Dass es tatsächlich nicht die Intention des Verordnungsgebers gewesen sein kann, dass ein Schaumwein nur dann als Produkt aus Italien bezeichnet werden darf, wenn nicht nur die Trauben von dort stammen und dort zu Grundwein verarbeitet wurden, sondern auch der Schaumwein selbst dort hergestellt wurde - also auch die zweite Gärung und damit alle Herstellungsprozesse in Italien stattgefunden haben - ergibt sich geradewegs aus der Nennung der verschiedenen Herstellungsprozesse und daran anknüpfenden unterschiedlichen Herkunftsangaben, die nach Art. 45 (1) Untersatz 1 a) und Untersatz 2 eben auch in unterschiedlichen Mitgliedsstaaten stattfinden dürfen, ohne dass dadurch die Befugnis entfällt, einen dieser Staaten als Herkunftsland des Produktes anzugeben.
Soweit die Antragstellerin auf Stimmen aus der Literatur verweist, die unter Verweis auf Art. 45 (1) a) VO (EU) 2019/33 vertreten, dass das Traubenerzeugungs- und Herstellungsland identisch sein müssen (vgl. Müller in Weinrechtskommentar - weinrechtsprotal.de - Anm. 6.6.3.1.1), erfolgt dies apodiktisch und ohne weitere Begründung, weshalb diese Auffassung nicht zu überzeugen vermag.
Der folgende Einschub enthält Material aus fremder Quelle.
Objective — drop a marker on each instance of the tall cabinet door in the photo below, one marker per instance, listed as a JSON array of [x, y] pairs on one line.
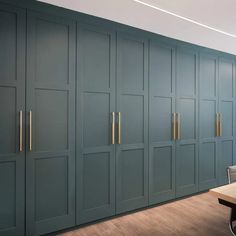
[[227, 111], [208, 107], [50, 159], [12, 97], [161, 109], [132, 103], [95, 185], [186, 106]]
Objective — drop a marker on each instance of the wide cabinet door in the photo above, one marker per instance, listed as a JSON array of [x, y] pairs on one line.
[[162, 107], [132, 120], [227, 112], [12, 107], [187, 108], [50, 157], [95, 168], [208, 107]]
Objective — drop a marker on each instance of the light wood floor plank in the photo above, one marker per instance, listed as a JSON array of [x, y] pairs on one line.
[[199, 215]]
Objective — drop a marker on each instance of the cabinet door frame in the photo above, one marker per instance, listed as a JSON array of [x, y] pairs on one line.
[[142, 201], [17, 157], [232, 138], [208, 183], [68, 219], [189, 188], [85, 215], [160, 196]]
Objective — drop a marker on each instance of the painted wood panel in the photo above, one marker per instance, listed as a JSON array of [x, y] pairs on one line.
[[208, 107], [50, 166], [95, 188], [132, 102], [187, 107], [12, 96], [162, 106]]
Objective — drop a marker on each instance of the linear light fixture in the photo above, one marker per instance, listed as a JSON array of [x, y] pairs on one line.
[[185, 18]]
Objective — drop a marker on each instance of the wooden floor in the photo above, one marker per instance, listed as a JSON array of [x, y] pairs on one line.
[[199, 215]]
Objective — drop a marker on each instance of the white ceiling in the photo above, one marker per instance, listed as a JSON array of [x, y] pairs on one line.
[[211, 13]]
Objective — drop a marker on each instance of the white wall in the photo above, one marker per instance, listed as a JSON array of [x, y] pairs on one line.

Folgte man dieser Auffassung, bliebe überdies die Frage offen, welche Herkunftsbezeichnung ein - wie hier - in zwei unterschiedlichen Ländern hergestellter Schaumwein dann erhalten müsste.
b) Da die von der Antragsgegnerin verwendeten Bezeichnungen im Einklang mit Art. 45 (1) Untersatz 1 a) VO (EU) 2019/33 stehen, können sie auch nicht den Vorwurf der Irreführung im Sinne von § 5 Abs. 1 Nr. 1 UWG begründen.
Ein Verstoß gegen § 5 Abs. 1 UWG scheidet nämlich aus, wenn gesetzliche Kennzeichnungsvorschriften eine bestimmte Bezeichnung vorschreiben und das entsprechend gekennzeichnete Produkt den gesetzlichen Kriterien entspricht. In einem solchen Fall genießt das Kennzeichnungsrecht Normvorrang und eine unlautere Irreführung ist auch dann nicht anzunehmen, wenn relevante Teile des Verkehrs die verwendete Bezeichnung falsch verstehen würden (BGH, Urteil vom 16.1.2020 - ZR 74/16 - Kulturchampignons II = GRUR 2020, 432).
c) Schließlich kann der Antragsgegnerin auch nicht vorgeworfen werden, mit den beanstandeten Angaben entgegen dem in Art. 7 (1) a) LMIV vorgeschriebenen Marktverhalten irreführend über die Eigenschaften des streitbefangenen Schaumweins informiert zu haben. Auch insoweit muss der unter b) dargestellte Grundsatz gelten, dass keine unlautere Informationspraxis bzw. Irreführung vorliegen kann, wenn die gewählte Bezeichnung - wie hier - den verordnungsrechtlichen Kennzeichnungsvorschriften entspricht (in diesem Sinne ausdrücklich für das Irreführungsverbot aus Art. 7 (1) a) LMIV: BGH, Urteil vom 16.1.2020 - ZR 74/16 - Kulturchampignons II = GRUR 2020, 432).
2. Die Kostenentscheidung beruht auf § 97 Abs. 1 ZPO.
3. Die Streitwertfestsetzung hat ihre Rechtsgrundlage in § 51 Abs. 2 GKG. Die Streitwertangabe der Antragstellerin, gegen die die Antragsgegnerin im Übrigen nichts vorgebracht hat, hat Indizwirkung für den Streitwert (vgl. OLG Frankfurt am Main, Beschluss vom 3.11.2011 - 6 W 65/10). Allerdings ist davon auszugehen, dass die Ausführungen der Antragstellerin in der Antragsschrift den Hauptsachestreitwert bezeichnen. Nach ständiger Rechtsprechung des Senats beträgt der Wert für das Eilverfahren zwei Drittel des Hauptsachestreitwertes, so dass hier lediglich 66.000,- € (100.000 : 3 x 2 - gerundet) anzusetzen sind.